Battle of Fulford
York, North Yorkshire The 20th of September 1066 AD
After the death of Edward the Confessor the situation in England was confused and dangerous. Harold Godwineson had ascended the throne, or usurped it according to Duke William of Normandy and even according to Harold’s own younger brother, Tostig, who claimed Edward had promised him the crown.
Tostig had been thrown out of his lands in Northumbria by Earls Morcar and Edwin, brothers-in-law to the new king, and had sought a traitorous alliance with Harald Hardrada (Harald the Ruthless), king of Norway.
Harald and Tostig’s combined force of 12,000 or so was landed from a fleet of 300 ships at Ricall, about ten miles from York . Morcar and Edwin, doubting that Harold Godwineson would come to their aid, and believing that if he did he was many days off, decided to attack the invaders even though they were significantly outnumbered. The armies met on 20th September 1066.
The battlefield at Fulford Gate, just outside York, was delineated by the Ouse to one side, and dangerous swampland the other. Hardrada and his strongest fighters were on the invader left-flank, Tostig with a weaker force on the right, the invading army all behind a stream or ditch to offer defensive protection. Leaving Tostig with an evidently weaker division may have been a trap, and if it was the Earls fell for it, charging the traitor and leaving a weakened position exploited by Hardrada.

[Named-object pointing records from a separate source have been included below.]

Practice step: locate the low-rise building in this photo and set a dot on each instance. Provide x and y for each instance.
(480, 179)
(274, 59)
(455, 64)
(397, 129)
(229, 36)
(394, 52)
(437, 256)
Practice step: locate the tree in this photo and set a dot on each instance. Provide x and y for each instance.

The battle lasted many hours, but numbers told, and the English were eventually put to flight, hundreds drowning in the ditch they had fought across before Hardrada’s counter-thrust stopped their advance.
York was taken by the invaders, but just five days later they were to be surprised by the arrival of King Harold Godwineson’s army, force-marched from London , defeating Hardrada and Tostig in a major victory at Stamford Bridge .
Fulford Gate drastically weakened King Harold’s northern forces, whose defeat meant his own men had first to fight Hardrada’s army with little local reinforcement, and then return exhausted to confront William ’s invasion force in the south. The rest is, as they say, history.